1. Create the Windows Azure namespace and configure the Service Bus, as explained in Microsoft
Dynamics AX Connector for Mobile Applications.
2. Add the Service Bus as the relying party in the ACS. In this way, the ACS is responsible for providing security to the Service Bus. For more information, see the “Configuring the Access Control Service; Configure the relying party applications” section in Microsoft Dynamics AX
3. Set up trust between AD FS 2.0 and the ACS.
The Active Directory server acts as the identity provider. It contains information about the corporate users and authenticates a user’s identity. Configure AD FS on the Active Directory server. The AD FS is also a security token service (STS) that provides security tokens to requestors.

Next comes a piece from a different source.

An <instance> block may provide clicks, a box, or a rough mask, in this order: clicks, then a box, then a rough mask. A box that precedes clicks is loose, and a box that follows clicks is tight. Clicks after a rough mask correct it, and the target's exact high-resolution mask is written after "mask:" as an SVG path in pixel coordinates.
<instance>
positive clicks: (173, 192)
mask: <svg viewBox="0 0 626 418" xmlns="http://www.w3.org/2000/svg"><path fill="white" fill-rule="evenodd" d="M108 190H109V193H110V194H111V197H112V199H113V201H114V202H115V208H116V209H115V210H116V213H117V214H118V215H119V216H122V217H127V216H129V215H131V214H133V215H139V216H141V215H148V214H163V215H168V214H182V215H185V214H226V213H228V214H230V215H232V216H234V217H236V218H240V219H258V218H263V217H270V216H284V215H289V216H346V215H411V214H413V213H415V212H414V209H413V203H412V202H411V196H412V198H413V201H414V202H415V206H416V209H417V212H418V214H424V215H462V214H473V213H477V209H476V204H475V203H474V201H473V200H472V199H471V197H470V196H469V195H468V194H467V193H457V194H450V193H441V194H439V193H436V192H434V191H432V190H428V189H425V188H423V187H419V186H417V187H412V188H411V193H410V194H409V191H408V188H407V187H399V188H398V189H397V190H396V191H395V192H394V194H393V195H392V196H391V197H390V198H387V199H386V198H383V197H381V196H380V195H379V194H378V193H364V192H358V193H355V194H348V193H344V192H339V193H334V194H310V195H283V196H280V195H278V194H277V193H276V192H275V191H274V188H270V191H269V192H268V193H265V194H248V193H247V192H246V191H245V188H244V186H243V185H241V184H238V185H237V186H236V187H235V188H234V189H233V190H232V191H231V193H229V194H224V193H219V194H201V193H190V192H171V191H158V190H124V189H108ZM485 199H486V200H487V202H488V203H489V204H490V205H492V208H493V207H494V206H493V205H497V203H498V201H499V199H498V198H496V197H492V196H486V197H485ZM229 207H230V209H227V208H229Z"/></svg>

Configure AD FS to trust only requests coming from the ACS of the Service Bus for the namespace that you created. For example, add the endpoint https://contosomobile- sb.accesscontrol.windows.net as a relying party in the AD FS by providing the federation metadata URL exposed by the ACS. For more information, see the “Configuring an Active Directory Federation Service for authentication” section in Microsoft Dynamics AX Connector
for Mobile Applications.
Configure the ACS to trust claims coming from the AD FS. To do this, go to your namespace’s Management Portal for the ACS, and add the AD FS as an identity provider in the Identity
Provider configuration section. You will need to add the federation metadata URL exposed
by the AD FS server. For more information, see the “Configuring the Access Control Service; Add and configure the identity provider” section in Microsoft Dynamics AX Connector for
Mobile Applications.
4. Map incoming claims to outgoing claims in the ACS. These claims will be inspected by Service Bus. An incoming claim of the windowsaccountname type should be mapped to an outgoing claim of the net.windows.servicebus.action type with a value of Send. (For more information, see the “Configuring the Access Control Service; Configure rule groups” section in Microsoft Dynamics AX
Connector for Mobile Applications.) This will ensure that any authenticated user having the
windowsaccountname claim sent by the AD FS is authorized to send a message through the
Service Bus.
5. Set up trust between the middle-tier WCF service and the corporate AD FS.
The AD FS uses an X.509 token signing certificate issued by a CA to digitally sign the SAML token containing the claims about the user. For more information, see the “Configuring an Active Directory Federation Service for authentication; Add/Configure the token signing certificate” section in Microsoft Dynamics AX Connector for Mobile Applications.
When setting up the trust, observe the following guidelines:
The X.509 token signing certificate needs to be installed in the Trusted Root Certification store on the machine that hosts the middle-tier WCF service.
The thumbprint of the certificate should be made available to this service. By using this thumbprint, the service can verify that the claims are from an authorized and trusted issuer.
Overview
After collecting the information from the user on the mobile device, we now need to submit the data to Microsoft Dynamics AX. Only those users who are authenticated are authorized to send this data through the Service Bus to Microsoft Dynamics AX. The ACS and AD FS (which acts as an identity provider and a security token service) cooperate to authenticate and authorize Service Bus operations. The claims obtained from the identity provider are also used to extract information about the user in the middle-tier service. Authorization of Microsoft Dynamics AX users according to their Microsoft Dynamics AX roles and privileges will be handled by the Microsoft Dynamics AX instance itself. We use active federation and the WS-Trust security protocol to request a security token (containing the required claim) from the identity provider (corporate AD FS).
After the security token is presented to the ACS, it recognizes the identity of the user. As was
mentioned in the prerequisites, the incoming claims are mapped to the Send outgoing claims that are recognized by the Service Bus for which the ACS is providing security. A claim is then issued to the client by the ACS in the form of a simple web token (SWT).
When the client is ready to send its message through the Service Bus endpoint, it presents the SWT, thus granting it permission to send the message. For our solution, the client is also required to send across to the middle-tier service, the SAML assertions token that it received from the AD FS. The service then extracts the assertion claims, as we saw in the walkthrough for the middle-tier WCF service.
The following steps will show how we implement the required authentication described earlier.
Development requirements
You can implement the authentication described in the next section in the same Windows Phone app project or in a compatible Windows Phone class library, which you can then reference in the app (if you plan to reuse the authentication code).
If you are implementing a client (Windows Phone 8 or Windows 8 Store app) in Visual Studio 2012, consider creating a Portable Class Library for the authentication and including the library in your client application.